It's Day Nine of our cruise and we're now about halfway across the North Atlantic in our 2200 nautical mile-trip from Iceland to Massachusetts. The total mileage for the entire cruise so far is 2750 NM with the actual transatlantic portion comprising the majority of the cruise.
We've had a slightly bumpy ride part of the time and during the early part of the day winds over 50 mph were blowing against the starboard bow. It hasn't bothered our stomachs a bit and we' ve spent a fair amount of time playing table tennis. It's great exercise chasing after the ball on a windy day.
We're in a congenial group that's meeting every afternoon at 2:00 p.m. for the "progressive trivia game." According to the cruise director / moderator, the second most popular non-alcoholic beverage in the world after water is coffee, not tea, as we and most of the rest of the crowd guessed. Who'd have thought it?
Last night we ate again in the main dining room and thought the menu was a bit odd and limited for a "formal night..." no lobster tail, no prime rib, but we still enjoyed ourselves. We signed up for "My Time" dining, allowing us at no extra charge to dine more-or-less whenever we want to, rather than lining up in large crowds for the early or late dinner seatings.
Of the two specialty restaurants, which we signed up for in advance as a hedge against possibly mediocre food, so far we prefer Chops, the steak house, over Portofino, the Italian-style restaurant, but both are fine. Tonight we're paying for the privilege of attending one of those murder mystery theaters in Portofino. The rumor is that the acting is lousy, the food is decent, and the wine flows freely. We're planning to enjoy ourselves.

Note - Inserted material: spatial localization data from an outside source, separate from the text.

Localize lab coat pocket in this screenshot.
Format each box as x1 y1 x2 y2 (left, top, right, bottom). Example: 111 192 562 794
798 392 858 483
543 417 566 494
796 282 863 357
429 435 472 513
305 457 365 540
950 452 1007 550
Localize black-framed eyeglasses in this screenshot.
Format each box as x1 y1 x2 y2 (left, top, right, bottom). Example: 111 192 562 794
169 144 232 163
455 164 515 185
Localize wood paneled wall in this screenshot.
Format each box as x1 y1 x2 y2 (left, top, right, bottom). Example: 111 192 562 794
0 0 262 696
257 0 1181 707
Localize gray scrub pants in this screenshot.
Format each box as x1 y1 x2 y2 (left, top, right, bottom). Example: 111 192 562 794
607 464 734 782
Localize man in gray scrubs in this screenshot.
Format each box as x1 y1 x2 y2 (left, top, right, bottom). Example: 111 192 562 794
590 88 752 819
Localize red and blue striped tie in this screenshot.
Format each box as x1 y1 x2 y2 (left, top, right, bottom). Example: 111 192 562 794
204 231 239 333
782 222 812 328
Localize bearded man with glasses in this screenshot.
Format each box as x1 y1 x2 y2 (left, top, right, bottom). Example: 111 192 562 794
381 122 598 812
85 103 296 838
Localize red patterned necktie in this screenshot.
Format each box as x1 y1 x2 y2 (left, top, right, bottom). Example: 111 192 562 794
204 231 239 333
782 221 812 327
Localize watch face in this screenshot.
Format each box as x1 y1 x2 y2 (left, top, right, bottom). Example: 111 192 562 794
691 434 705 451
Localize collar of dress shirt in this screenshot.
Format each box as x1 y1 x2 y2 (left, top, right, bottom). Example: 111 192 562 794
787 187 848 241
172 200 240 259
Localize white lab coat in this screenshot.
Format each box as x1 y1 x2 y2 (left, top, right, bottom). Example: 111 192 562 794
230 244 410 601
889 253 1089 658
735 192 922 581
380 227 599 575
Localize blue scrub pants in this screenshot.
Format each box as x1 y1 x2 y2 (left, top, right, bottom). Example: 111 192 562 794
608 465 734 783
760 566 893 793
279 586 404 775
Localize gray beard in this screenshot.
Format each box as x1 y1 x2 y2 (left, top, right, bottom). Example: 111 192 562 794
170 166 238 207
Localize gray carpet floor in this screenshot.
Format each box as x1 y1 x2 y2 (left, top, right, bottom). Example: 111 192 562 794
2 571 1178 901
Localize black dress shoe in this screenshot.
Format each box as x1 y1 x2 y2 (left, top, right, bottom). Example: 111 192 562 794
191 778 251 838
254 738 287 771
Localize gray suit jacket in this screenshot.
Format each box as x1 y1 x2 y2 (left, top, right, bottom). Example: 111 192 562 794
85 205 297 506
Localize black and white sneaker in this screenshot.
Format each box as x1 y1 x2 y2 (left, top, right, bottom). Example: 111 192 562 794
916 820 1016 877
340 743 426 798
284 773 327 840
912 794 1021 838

We continue to enjoy RCCL and the Jewel for what it is. It lacks the pretentiousness of Holland America, for example, and we're getting along quite nicely without some of the extra little touches to be found on other lines, such as bathrobes in the rooms, printed daily news summaries, or formal afternoon teas. The "library" is almost around the corner from our stateroom on Deck Nine and probably doesn't hold as many books as we have in our own house. On the other hand, despite the occasional glitch the Internet works better and is cheaper by far than the service we've experienced both on Holland American and Oceania. Their strict no-guest-alcohol-on-board policy is mildly annoying and probably encourages more people to smuggle some aboard than otherwise would, but we find the crew members as friendly and cheerful as those on any other line.
We attended another show last night, a "typical" singing and dancing extravaganza livened up even further by two of the cast members who manage aerial acrobatics on wires and then on scarf-like ropes. Spectacular it is! Oddly enough, despite all of the musicians, there seems to be a dead period in the early dinner hour, so we've heard relatively little live music aboard, since we don't hang out in the bars too much, especially after dinner. That's just a quibble though. Anybody who can't have fun on this ship and can't find food to suit their palates just might not be cut out for cruising.
Another three and a half days on board until we land in Boston, a city we've never seen, and we're planning to enjoy every last minute of our remaining time on board.